Thanks for the clarification. I now understand you are sharding your model, i.e. some layers are in GPU0, the next ones on GPU1, etc. Using this approach the memory usage of all GPUs is approx. 2x the memory usage of the same model on a single GPU using the same setup (e.g. same batch size etc.).
If I understood your issue correctly, could you post a (small) reproducible code snippet so that we could have a look?
yeah, I just realized that I misunderstood @Ashwin_Raju so thanks for pointing it out.
Model sharding or model parallelism refers to splitting the model onto several GPUs, so the forward and backward graph are going through all devices.
You could use it, e.g. if you have a huge model and can use multiple GPUs.
A simple dummy case is given in this previous post.
I think there is a typo in if statement in __ init __ function.
I guess the second one is wrong and the submodule number should be 2: self.large_submodule2.cuda(1)

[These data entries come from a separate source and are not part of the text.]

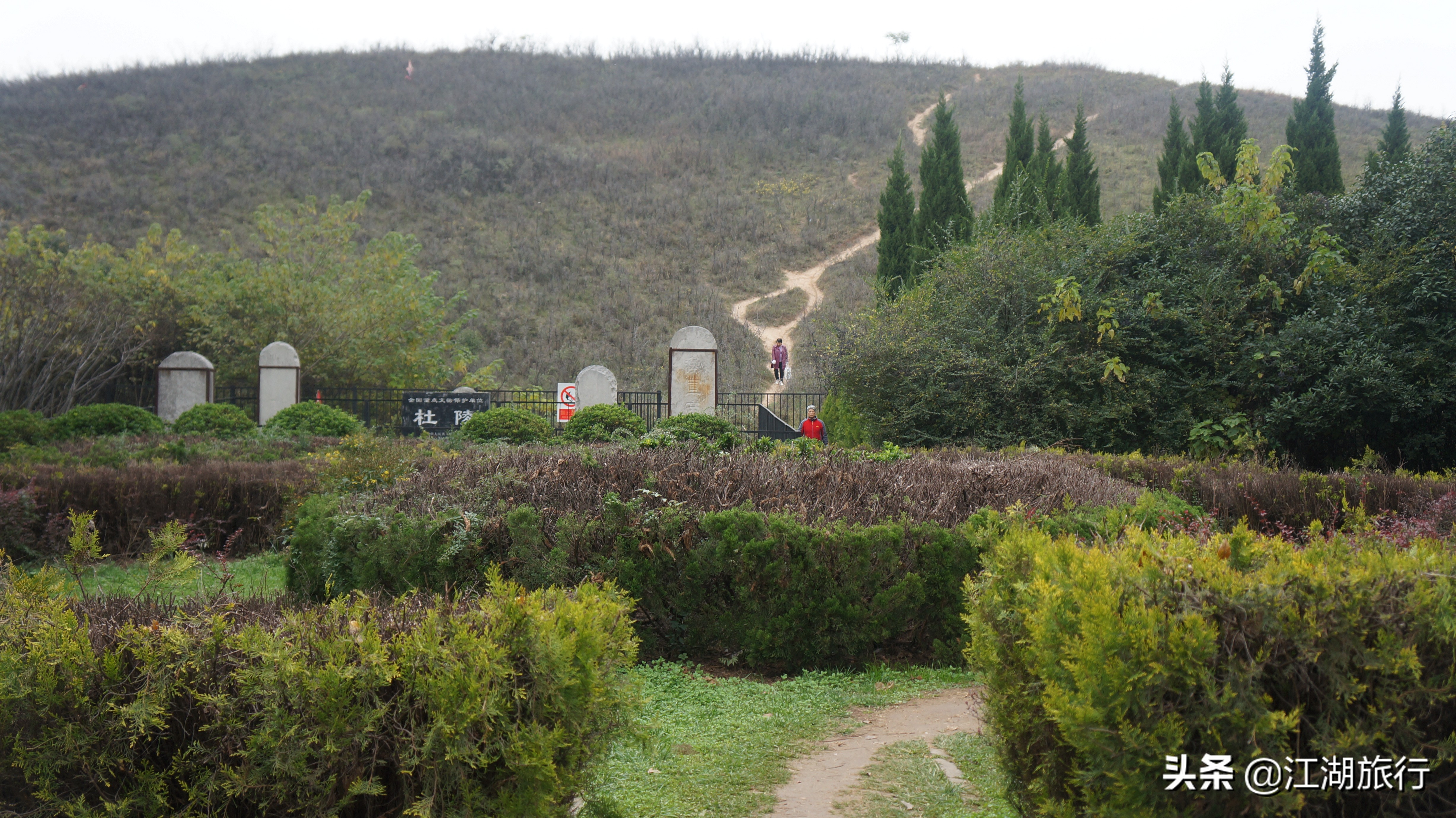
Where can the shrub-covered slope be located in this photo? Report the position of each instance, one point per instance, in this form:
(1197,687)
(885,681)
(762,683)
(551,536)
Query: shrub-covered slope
(587,207)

Hi thank you for your example!
But It does not work…with error
RuntimeError: Expected tensor for argument #1 ‘input’ to have the same device as tensor for argument #2 ‘weight’; but device 0 does not equal 1 (while checking arguments for cudnn_convolution)
with code
import torch
import torch.nn as nn
class SubModule(nn.Module):
def __init__(self, in_channels, out_channels):
super(SubModule, self).__init__()
self.conv1 = nn.Conv2d(in_channels, out_channels, 3, 1, 1)
def forward(self, x):
print('SubModule, device: {}, shape: {}\n'.format(x.device, x.shape))
x = self.conv1(x)
return x
class MyModel(nn.Module):
def __init__(self, split_gpus, parallel):
super(MyModel, self).__init__()
self.module1 = SubModule(3, 6)
self.module2 = SubModule(6, 1)
self.split_gpus = split_gpus
self.parallel = parallel
if self.split_gpus and self.parallel:
self.module1 = self.module1.to('cuda:0')
self.module2 = self.module2.to('cuda:1')
def forward(self, x):
print('Input: device {}, shape {}\n'.format(x.device, x.shape))
x = self.module1(x)
print('After module1: device {}, shape {}\n'.format(x.device, x.shape))
x = self.module2(x)
print('After module2: device {}, shape {}\n'.format(x.device, x.shape))
return x
model = MyModel(split_gpus=True, parallel=True)
x = torch.randn(16, 3, 24, 24).to('cuda:0')
output = model(x)
Hi Guys,
I wonder how everything you discussed in relation to model sharding and data parallelism will be affected when using NVLink (for example, connecting two GPUs with an NVLink bridge). Will it just make things faster, or will it open new scenarios?